A Sept. 12 Metro article about El Salvador opening a consulate in Prince William County included incorrect statistics for growth in the county's Salvadoran population. There were 5,392 Salvadorans in Prince William in 2000 and 10,948 in 2004. (Published 9/14/2005)
El Salvador is opening a consulate next to an Outback Steakhouse and near the popular Potomac Mills outlet mall in Woodbridge, a sign of the large numbers of Salvadorans who have migrated to Prince William County and other outer counties.
The consulate in El Salvador's embassy in the District overflows each day with an average of 200 people, half of them seeking passports to travel back home, said General Consul Ana Margarita Chavez, who heads the office. A satellite consulate in Woodbridge -- the first Salvadoran consulate to open in the suburbs -- will ease that crush on the D.C. office, Chavez said, and better meet the needs of the soaring Salvadoran population in the suburbs.
With more than 104,000 Salvadorans counted in the region during the 2000 Census, El Salvador was the source of nearly 13 percent of the region's foreign-born population -- the highest proportion from any country.
Woodbridge, a recent hot spot in the debate over services for day laborers -- many of them Hispanic -- and a favored home of Salvadorans for several years now, was the best site for the suburban consulate, Chavez said.
"When we were looking at Maryland, Virginia and the District of Columbia, 40 percent of our total population belongs to Virginia, and Woodbridge has most of the people," Chavez said.
A record of visitors to the consulate in the District shows that 33 percent of those from Virginia come from Woodbridge and Manassas, she said.
The embassy also wanted a location accessible to citizens living in West Virginia, Tennessee and North Carolina, who also use the District consulate, she said.
The 4,000-square-foot office will open Oct. 1, two weeks after a formal ribbon-cutting ceremony featuring Salvadoran President Elias Antonio Saca.
El Salvador's expansion into Prince William comes at a time when the suburbs are coping with the issues of day laborers, illegal immigration and the proliferation of Hispanic gangs, notably Mara Salvatrucha, or MS-13.
Last year, two dozen Latino day laborers, many naming El Salvador as their native land, were arrested and charged with loitering at a 7-Eleven in Woodbridge.
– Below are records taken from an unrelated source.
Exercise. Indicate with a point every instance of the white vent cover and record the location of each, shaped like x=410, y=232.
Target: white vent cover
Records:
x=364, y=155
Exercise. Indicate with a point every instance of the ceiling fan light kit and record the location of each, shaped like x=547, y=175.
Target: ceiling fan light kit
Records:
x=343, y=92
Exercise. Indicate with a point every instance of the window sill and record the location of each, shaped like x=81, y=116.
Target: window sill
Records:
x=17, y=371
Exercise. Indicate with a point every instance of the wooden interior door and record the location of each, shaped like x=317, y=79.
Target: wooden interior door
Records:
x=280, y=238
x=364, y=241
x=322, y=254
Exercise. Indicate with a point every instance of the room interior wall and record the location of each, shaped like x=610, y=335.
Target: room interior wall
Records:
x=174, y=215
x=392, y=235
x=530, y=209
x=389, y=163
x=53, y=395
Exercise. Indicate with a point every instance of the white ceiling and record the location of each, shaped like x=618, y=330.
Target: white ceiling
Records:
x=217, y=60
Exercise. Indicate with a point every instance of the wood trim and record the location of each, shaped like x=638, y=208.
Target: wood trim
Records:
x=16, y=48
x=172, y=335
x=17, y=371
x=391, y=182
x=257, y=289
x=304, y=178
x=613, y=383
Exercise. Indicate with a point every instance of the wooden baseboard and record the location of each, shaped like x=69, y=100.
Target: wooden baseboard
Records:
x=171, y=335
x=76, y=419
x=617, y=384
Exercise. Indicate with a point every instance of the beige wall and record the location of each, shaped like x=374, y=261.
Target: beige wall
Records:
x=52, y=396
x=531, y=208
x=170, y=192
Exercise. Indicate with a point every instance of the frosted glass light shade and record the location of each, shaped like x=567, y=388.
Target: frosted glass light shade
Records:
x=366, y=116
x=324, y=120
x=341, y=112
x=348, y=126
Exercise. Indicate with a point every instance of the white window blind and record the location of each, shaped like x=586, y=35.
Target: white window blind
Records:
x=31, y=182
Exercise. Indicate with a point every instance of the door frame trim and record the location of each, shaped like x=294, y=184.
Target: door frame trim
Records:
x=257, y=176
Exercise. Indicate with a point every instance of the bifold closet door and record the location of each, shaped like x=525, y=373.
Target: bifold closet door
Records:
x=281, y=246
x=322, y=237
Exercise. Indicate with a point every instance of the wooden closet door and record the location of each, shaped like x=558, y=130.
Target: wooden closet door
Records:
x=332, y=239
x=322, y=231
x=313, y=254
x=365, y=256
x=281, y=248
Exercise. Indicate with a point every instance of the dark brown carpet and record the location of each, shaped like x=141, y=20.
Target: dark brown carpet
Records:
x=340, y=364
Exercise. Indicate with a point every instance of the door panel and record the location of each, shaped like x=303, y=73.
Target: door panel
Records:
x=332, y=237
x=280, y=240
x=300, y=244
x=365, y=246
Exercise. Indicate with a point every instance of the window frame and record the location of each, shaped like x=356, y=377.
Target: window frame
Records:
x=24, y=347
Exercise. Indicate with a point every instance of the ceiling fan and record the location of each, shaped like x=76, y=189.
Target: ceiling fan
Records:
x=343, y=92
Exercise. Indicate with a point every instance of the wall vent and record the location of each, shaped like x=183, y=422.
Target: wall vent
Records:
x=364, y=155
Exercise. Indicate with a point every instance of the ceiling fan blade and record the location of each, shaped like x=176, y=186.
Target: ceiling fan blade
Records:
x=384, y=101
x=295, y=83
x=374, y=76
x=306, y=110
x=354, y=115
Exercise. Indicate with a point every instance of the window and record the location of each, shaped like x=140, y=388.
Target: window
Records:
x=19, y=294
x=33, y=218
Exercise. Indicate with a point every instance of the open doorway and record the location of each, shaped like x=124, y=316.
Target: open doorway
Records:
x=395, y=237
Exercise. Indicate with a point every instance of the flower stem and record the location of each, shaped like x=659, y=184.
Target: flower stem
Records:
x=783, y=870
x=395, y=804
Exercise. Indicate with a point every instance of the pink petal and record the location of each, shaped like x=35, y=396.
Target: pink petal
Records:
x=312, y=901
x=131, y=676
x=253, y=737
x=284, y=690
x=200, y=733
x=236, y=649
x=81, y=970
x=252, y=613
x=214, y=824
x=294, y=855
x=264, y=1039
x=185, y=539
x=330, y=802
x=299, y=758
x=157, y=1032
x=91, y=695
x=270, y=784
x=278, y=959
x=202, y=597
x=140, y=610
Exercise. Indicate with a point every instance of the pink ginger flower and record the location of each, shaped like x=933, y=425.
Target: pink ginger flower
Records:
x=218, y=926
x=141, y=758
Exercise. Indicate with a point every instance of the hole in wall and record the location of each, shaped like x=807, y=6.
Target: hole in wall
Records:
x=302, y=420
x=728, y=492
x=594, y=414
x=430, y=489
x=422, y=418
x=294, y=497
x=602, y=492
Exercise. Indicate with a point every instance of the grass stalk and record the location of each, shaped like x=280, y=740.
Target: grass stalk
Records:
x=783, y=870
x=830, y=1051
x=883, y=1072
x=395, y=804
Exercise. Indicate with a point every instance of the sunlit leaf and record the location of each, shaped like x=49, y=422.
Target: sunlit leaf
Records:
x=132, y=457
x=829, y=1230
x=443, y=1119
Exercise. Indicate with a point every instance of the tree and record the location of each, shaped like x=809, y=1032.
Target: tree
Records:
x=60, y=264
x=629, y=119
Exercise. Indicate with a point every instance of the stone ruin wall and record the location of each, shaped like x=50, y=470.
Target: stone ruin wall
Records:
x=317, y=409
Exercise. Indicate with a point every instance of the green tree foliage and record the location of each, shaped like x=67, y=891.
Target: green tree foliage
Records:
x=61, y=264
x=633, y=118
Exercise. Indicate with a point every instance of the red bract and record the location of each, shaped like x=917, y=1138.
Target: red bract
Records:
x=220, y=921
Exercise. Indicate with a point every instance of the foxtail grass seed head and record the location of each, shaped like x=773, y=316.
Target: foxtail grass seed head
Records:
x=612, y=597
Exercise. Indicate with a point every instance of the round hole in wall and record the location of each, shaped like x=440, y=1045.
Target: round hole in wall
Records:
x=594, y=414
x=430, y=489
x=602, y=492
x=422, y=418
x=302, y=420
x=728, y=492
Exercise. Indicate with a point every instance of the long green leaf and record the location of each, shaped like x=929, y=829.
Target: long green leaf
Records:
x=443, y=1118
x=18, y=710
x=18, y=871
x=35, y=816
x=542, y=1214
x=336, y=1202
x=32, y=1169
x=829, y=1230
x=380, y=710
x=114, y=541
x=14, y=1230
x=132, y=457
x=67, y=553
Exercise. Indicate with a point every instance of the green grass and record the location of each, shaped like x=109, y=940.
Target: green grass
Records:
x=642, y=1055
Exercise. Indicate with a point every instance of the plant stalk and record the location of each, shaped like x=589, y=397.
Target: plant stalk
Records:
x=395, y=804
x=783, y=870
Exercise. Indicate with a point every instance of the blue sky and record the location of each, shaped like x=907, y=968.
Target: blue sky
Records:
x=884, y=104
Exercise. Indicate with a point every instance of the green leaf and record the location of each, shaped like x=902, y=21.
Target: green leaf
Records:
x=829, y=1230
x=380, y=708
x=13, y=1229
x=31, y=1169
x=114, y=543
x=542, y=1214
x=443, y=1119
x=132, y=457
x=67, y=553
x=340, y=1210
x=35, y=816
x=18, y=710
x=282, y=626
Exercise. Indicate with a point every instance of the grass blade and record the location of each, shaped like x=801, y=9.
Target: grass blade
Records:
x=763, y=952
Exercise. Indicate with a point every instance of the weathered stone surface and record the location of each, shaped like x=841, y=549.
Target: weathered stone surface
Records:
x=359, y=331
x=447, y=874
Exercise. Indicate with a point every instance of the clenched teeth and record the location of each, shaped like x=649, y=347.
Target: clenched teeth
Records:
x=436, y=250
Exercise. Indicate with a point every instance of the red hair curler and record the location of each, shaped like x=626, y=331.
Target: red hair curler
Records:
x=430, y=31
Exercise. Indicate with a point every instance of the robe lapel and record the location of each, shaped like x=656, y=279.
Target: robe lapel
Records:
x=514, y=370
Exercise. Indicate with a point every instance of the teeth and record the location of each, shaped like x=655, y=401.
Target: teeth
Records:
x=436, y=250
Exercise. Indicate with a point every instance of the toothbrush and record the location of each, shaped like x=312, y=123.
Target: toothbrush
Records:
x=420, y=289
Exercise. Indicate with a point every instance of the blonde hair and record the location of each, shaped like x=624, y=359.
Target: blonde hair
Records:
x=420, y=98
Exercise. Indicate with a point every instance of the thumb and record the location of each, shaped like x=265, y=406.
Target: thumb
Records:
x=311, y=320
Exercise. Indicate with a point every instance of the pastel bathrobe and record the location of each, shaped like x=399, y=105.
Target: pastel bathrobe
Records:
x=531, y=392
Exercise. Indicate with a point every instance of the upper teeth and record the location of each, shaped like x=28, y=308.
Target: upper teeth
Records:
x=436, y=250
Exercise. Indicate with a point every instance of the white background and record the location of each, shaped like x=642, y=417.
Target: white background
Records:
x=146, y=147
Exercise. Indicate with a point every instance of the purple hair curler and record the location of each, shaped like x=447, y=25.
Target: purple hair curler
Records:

Charges were dismissed against those who appeared in court after advocates negotiated a deal with 7-Eleven that allowed the men to stand in a restricted area outside the store until a permanent day laborers' center is established.
In Herndon, the Town Council's decision to open a publicly funded center where day laborers can wait for jobs or get services set off a furious debate that has extended into the gubernatorial campaign and has led to a lawsuit by a group seeking to block its opening.
Chavez said the embassy is interested in those issues. However, she said, the consulate's mission is to provide services to its citizens wherever they may be. And right now, it is in the suburbs or smaller cities that Salvadorans are seeking affordable housing and access to established Hispanic businesses.
The Woodbridge consulate is one of five that El Salvador is opening across the country this year. The others are in Duluth, Ga., Nogales, Ariz., Elizabeth, N.J., and Santa Ana, Calif., the last of which was reopened after being closed for two years. The openings bring the total number of Salvadoran consulates in the United States to 16.
Prince William welcomes its new, international addition, said Sean T. Connaughton (R), chairman of the Board of County Supervisors. "It is in recognition of the growing number of legal Salvadoran immigrants in Northern Virginia and Prince William County," he said.
Salvadorans have been the largest group of foreign-born residents for at least the past decade, said Jill Allmon, the county demographer.
In Prince William alone, the number of residents born in El Salvador jumped from 5,392 in 1990 to an estimated 10,948 in 2004, making them nearly 19 percent of the county's foreign-born population, she said. That does not count similar growth in Manassas and Manassas Park, which are independent cities within the county.
Residents need relief from the long lines at the consulate in the District, said Carlos A. Castro, who heads the Hispanic Business Council of the Prince William County Regional Chamber of Commerce. "I was in the District, and I told the cabdriver, 'Take me to the Salvadoran consulate. Do you know where it is?' He said, 'That's the place with the line around the corner,' " Castro said.